O ministro iraniano das Relações Exteriores se pronunciou nesta quarta-feira a favor de iniciar negociações de paz entre iemenitas com supervisão das Nações Unidas para por fim a um conflito que já deixou centenas de vítimas desde o final de março.

“Todas as partes em Iêmen deveriam se comprometer com um diálogo sem condições prévias”, declarou Mohammad Javad Zarif, falando na Universidade de Nova York.

No entanto, opinou que esse diálogo não poderá acontecer nos Emirados Árabes Unidos, “já que lamentavelmente os Emirados estão envolvidos no conflito”.

Essas negociações devem acontecer em um local não envolvido, enfatizou.

Uma coalizão árabe sunita liderada pela Arábia Saudita bombardeia desde 26 de março rebeldes huthis xiitas, armado, segundo Riade, pelo Irã.

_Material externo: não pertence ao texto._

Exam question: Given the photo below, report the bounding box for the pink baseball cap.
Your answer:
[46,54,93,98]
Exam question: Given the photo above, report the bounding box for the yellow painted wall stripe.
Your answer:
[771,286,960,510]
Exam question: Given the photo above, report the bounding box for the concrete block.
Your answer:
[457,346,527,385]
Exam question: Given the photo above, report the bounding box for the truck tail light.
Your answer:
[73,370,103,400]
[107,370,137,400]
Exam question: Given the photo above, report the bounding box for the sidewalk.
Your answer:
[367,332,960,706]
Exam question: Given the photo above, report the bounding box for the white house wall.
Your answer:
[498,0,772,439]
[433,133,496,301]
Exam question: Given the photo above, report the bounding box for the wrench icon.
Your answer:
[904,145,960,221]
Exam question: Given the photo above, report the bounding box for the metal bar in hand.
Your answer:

Zarif também disse que o diálogo deve ser desenvolvido sob a égide das Nações Unidas, à imagem da conferência de Bonn, que permitiu formar um governo no Afeganistão após a queda do regime talibã, em 2001.

A ONU diz que o conflito já deixou mais de 1.000 mortos desde o final de março.

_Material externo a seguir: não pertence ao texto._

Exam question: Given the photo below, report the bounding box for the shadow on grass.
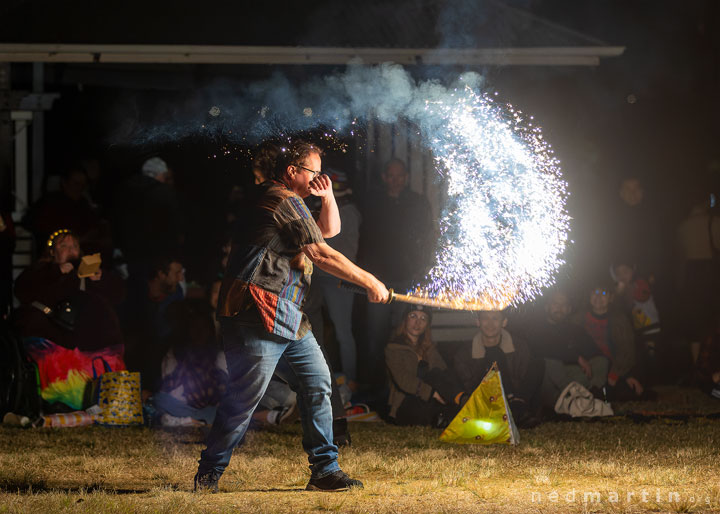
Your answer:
[0,480,180,494]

O secretário de Estado dos Estados Unidos, John Kerry, que na segunda-feira se reuniu em Nova York com Zarif, disse que o futuro do Iêmen não deve ser decidido por “partes ou intermediários externos”, se referindo ao Irã.

Os Estados Unidos apoiam a coalizão árabe contra os rebeldes huthis.

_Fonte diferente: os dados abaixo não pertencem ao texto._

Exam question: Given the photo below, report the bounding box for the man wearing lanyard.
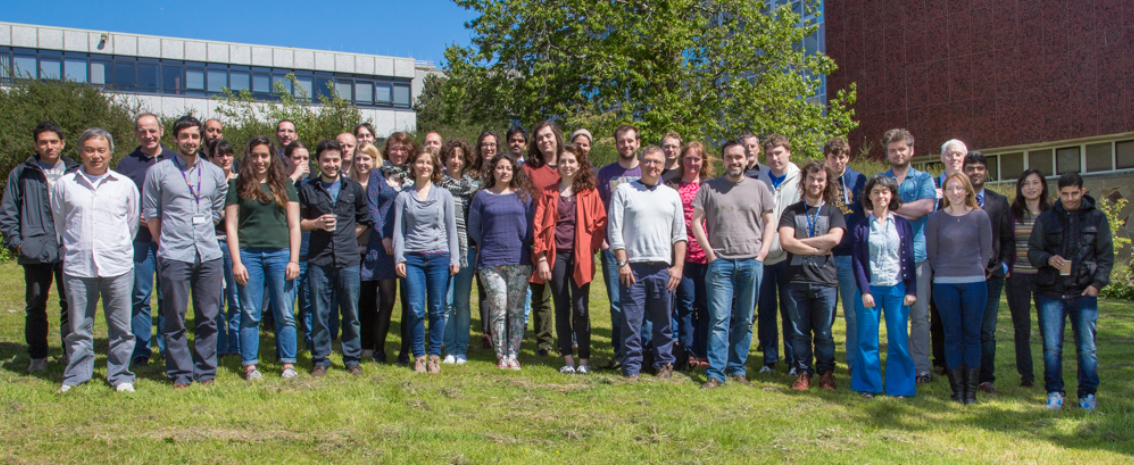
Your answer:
[823,137,866,370]
[778,161,847,391]
[142,117,228,388]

Kerry também evocou a questão nesta quarta-feira, quando se reuniu com a chefe da diplomacia europeia, Federica Mogherini.

“Eles falaram sobre a necessidade de passar para um diálogo político o quanto antes” entre os iemenitas, comentou a porta-voz do Departamento de Estado Marie Harf, sem mencionar que forma esse processo poderia tomar.